There is undeniable beauty and grace in the efforts of these fine-tuned athletes to defy gravity, to soar with the ease of creatures of air rather than the lumbering of earth bound mortals, to move through water as though we belonged to the realm of Neptune, to glide across the earth with the swiftness of gazelles. I can’t even fathom the single-minded dedication to sport, to the elusive, and for almost all, never achieved title of “world’s best.” I’ve known two Olympic gold medal winners personally, and when I asked each, “Was it worth it?” the answer was always a resounding “Yes!” However, I never had the chance to ask the same question of anyone who trained as hard and as long, and not only did not win a medal, but never even made the team. Ultimately, the only fair competition is the one we have with ourselves. Have I improved from who I was yesterday? Have I done my best, reached my peak potential? Yet, we are hard wired to be competitive, for being so offers survival advantage, so I suspect if the Olympics hadn’t already been invented, someone would be sure the come up with the concept sooner than later.

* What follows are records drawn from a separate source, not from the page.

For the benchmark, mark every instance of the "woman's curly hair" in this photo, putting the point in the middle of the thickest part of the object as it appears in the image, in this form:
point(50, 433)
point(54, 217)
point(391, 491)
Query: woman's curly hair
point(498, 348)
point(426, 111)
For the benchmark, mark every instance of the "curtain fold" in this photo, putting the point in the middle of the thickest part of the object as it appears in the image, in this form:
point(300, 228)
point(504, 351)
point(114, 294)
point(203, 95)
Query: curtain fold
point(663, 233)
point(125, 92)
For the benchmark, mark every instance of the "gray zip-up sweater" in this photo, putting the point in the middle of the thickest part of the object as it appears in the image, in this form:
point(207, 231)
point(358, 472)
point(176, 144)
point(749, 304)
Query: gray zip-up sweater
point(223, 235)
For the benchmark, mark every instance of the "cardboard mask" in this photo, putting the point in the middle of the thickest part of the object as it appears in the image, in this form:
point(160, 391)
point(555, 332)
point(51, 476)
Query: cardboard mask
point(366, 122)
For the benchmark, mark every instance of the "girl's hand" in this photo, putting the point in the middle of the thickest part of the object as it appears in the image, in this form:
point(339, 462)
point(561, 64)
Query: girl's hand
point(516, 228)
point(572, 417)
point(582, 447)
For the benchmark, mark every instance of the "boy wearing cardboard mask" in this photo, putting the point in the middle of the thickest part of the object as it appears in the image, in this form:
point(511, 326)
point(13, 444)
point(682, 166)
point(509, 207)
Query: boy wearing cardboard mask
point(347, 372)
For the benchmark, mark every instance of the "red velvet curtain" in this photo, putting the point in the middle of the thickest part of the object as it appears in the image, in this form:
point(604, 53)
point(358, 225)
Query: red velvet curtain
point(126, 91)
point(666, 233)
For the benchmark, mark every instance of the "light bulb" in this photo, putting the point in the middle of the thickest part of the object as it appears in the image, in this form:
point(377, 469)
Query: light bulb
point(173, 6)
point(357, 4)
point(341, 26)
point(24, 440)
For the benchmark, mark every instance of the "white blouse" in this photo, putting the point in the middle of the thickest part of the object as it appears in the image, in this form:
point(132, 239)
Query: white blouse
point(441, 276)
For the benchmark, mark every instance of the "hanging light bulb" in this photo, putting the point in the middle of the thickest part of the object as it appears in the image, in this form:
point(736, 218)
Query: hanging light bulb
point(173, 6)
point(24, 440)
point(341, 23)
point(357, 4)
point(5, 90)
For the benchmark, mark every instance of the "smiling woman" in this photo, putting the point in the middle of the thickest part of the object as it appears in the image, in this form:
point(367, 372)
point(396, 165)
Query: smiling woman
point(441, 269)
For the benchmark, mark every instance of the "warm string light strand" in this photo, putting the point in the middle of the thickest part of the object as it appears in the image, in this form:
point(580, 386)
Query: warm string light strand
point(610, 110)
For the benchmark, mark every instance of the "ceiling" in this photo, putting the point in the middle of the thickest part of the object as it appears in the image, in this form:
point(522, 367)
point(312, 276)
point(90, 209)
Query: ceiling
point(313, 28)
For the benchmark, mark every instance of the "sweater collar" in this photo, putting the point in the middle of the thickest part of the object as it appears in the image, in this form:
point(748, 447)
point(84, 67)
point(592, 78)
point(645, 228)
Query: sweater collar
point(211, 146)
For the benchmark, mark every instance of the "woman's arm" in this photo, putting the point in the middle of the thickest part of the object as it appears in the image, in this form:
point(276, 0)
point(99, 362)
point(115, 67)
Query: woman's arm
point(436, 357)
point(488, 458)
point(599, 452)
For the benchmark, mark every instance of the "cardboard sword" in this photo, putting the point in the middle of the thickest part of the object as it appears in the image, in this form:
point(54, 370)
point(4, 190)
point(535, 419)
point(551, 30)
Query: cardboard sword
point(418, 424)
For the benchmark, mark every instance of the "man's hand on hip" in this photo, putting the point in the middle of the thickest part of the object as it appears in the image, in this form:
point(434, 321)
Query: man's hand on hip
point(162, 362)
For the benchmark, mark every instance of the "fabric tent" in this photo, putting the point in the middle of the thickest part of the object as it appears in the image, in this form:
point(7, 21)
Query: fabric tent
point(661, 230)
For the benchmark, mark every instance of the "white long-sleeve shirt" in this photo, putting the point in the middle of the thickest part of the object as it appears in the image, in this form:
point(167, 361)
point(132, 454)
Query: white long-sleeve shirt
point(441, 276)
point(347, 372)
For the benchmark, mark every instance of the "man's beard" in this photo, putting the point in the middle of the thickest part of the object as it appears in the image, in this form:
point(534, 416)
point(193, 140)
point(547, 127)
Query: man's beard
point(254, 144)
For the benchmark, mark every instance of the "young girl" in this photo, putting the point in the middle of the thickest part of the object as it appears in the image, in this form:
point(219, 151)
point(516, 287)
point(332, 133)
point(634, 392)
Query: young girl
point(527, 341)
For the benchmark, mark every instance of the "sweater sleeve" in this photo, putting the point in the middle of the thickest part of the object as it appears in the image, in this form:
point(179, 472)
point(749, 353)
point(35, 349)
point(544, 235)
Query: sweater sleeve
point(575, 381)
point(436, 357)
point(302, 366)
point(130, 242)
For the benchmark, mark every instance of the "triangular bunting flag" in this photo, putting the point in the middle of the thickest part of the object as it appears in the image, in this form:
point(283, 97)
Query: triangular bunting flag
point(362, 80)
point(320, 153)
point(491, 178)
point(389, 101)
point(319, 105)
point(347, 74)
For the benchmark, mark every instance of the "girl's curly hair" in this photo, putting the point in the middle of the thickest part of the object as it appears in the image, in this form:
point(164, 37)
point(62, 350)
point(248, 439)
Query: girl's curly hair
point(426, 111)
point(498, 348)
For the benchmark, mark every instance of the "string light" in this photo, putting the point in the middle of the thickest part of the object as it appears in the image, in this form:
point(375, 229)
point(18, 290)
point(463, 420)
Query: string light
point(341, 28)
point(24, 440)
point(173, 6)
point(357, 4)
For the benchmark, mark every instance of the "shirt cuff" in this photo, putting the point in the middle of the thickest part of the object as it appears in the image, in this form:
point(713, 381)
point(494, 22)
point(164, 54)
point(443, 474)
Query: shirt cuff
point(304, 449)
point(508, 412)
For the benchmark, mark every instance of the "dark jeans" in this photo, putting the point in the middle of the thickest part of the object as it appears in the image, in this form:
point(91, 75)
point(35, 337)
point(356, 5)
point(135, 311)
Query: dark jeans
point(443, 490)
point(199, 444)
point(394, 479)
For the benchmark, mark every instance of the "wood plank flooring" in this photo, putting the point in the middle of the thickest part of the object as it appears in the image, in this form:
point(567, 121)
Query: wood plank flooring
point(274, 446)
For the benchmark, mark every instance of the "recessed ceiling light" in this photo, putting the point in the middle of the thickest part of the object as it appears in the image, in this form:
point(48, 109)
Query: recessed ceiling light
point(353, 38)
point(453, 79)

I wish NBC’s coverage would have been a little more even handed, and we were given the opportunity to see other great athletes in events besides the ones where our own stood a competitive chance of winning. I also wish that someone who has just had their Olympic dreams crushed by a small misstep, or just by a better competitor, would respond to the leering commentator thrusting a mike in his or her face and asking. “How does it feel to lose everything you worked so hard to achieve?” respond by quietly strangling the person with the microphone cord to the cheers of the watching audience.
Finally, am I the only one who finds irony in keeping a medal count by country when winning athletes for the United States were born and raised in Russia, China, Romania, Germany, and when winning athletes from other countries lived and trained in the United States? I suspect that nationalism is far too strong to allow the performance of an athlete to stand on its own, but it’s a nice dream to have. Perhaps, even an Olympic dream.